Prudential Financial Stock Has A Limited Upside

Prudential Financial stock (NYSE: PRU) lost almost 59% – dropping from $95 at the end of 2019 to around $39 in late March – then spiked 73% to around $68 now. But that means it’s still 28% lower than where it started the year!

There were 2 clear reasons for this: The Covid-19 outbreak and economic slowdown meant that market expectations for 2020 and the near-term consumer demand fell. This is likely to impact the insurance premiums and net investment income, which are the two main revenue sources for Prudential Financial. However, the multi-billion-dollar Fed stimulus in late March helped arrest the negative market sentiment, which is also evident from the stock recovery after that point.

But, we think Prudential Financial’s stock has already achieved its growth potential and has limited further upside

Trefis estimates Prudential Financial’s valuation to be around $71 per share – slightly above the current market price – based on an upcoming trigger explained below and one risk factor.

The trigger is an improved trajectory for Prudential Financial’s revenues over the second half of the year. We expect the company to report $60.4 billion in revenues for 2020 – around 7% below the figure for 2019. Our forecast stems from our belief that the economic scenario is likely to show some improvement in Q3. The recently released consumer spending data in the U.S which shows a m-o-m growth of 8.5% in May followed by 5.6% m-o-m in June give further weight to our expectations. If the trend continues in the coming months, it is likely to improve both, the net premiums figure and income from investment of insurance premiums. The latter is very critical for the profitability of an insurance company and has improved due to the recent improvement in the securities market. This, in turn, would benefit the revenue trajectory over the coming months. The net income for the year is expected to drop to $3.6 billion – down 14% y-o-y, reducing the EPS figure to $9.14 for FY2020.
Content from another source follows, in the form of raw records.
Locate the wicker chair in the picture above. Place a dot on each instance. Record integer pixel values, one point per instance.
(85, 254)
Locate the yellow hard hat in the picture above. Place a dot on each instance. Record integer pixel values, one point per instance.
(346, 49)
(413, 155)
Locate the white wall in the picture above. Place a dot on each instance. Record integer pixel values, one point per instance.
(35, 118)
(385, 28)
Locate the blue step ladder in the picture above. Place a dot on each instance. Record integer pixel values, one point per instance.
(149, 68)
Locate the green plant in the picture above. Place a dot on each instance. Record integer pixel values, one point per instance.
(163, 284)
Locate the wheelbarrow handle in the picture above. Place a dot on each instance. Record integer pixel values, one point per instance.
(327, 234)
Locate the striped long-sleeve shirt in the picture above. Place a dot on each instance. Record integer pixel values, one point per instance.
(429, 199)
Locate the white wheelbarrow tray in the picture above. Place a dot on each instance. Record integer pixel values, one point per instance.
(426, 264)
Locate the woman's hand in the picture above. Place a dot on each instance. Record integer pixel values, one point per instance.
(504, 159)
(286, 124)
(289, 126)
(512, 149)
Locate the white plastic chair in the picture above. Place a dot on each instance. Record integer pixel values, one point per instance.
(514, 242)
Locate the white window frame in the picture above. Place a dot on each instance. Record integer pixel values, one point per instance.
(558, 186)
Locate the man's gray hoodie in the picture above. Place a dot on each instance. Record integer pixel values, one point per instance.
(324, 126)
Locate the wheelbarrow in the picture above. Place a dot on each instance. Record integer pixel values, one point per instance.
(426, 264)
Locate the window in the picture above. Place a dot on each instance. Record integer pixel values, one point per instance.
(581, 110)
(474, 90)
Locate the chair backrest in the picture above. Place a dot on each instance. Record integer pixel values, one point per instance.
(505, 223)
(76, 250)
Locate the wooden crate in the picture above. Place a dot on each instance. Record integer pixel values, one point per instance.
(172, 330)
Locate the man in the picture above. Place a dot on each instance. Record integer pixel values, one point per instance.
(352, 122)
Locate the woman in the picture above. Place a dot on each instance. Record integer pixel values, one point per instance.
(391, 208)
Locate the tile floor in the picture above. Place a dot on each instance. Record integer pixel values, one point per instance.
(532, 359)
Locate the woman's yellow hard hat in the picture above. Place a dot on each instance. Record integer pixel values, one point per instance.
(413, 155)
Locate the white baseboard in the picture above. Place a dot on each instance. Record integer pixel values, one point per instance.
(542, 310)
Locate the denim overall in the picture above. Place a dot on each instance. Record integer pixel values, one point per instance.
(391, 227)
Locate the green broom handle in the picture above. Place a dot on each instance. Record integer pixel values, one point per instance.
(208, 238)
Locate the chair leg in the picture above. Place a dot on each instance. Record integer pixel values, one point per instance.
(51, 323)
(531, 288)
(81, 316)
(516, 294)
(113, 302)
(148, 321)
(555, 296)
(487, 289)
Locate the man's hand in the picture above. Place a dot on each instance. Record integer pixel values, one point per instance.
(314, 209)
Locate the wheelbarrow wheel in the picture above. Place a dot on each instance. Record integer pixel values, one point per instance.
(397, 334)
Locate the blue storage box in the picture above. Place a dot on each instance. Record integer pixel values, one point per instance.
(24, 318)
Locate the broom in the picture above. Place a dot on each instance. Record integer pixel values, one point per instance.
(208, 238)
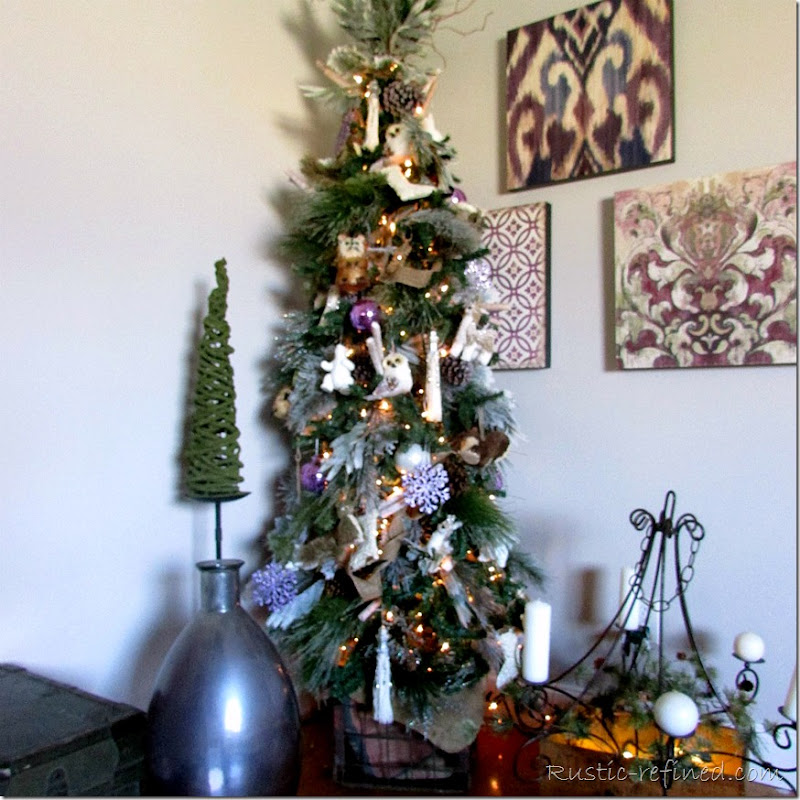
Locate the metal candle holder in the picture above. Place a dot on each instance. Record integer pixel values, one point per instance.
(541, 710)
After that, Prudential Financial’s revenues are expected to improve to $62.1 billion in FY2021, mainly driven by growth in U.S retirement solutions and international insurance segments. This is likely to enable the EPS figure to touch $10.09 for FY2021 – up by 10% y-o-y.

Finally, how much should the market pay per dollar of Prudential Financial’s earnings? Well, to earn close to $10.09 per year from a bank, you’d have to deposit around $1110 in a savings account today, so about 110x the desired earnings. At Prudential Financial’s current share price of roughly $68, we are talking about a P/E multiple of around 7x, which we think is appropriate.

That said, insurance is a risky business right now. Growth looks less promising, and near-term prospects are less than rosy. What’s behind that?

Prudential Financial is a global insurance company with around $768 billion in identifiable assets between its U.S and International insurance segments (as per FY 2019 data). The company drives around 22% of its total revenues from income generated by the investment of insurance premiums. Hence, its business model is very sensitive toward changes in investment yields. While the broader markets are on a growth trajectory (up 55%) since the March bottom, any further deterioration in the economic condition or an unanticipated jump in the Covid-19 case count can reverse the momentum and could negatively impact the PRU’s top line.

The same trend is visible across Prudential Financial’s peer – American International Group. Its revenues are also expected to be reduced in FY2020 due to lower premiums and a drop in investment income. Further, American International Group’s stock is currently trading at a price of around $30 but looks slated for an EPS of around $3.53 in FY2021.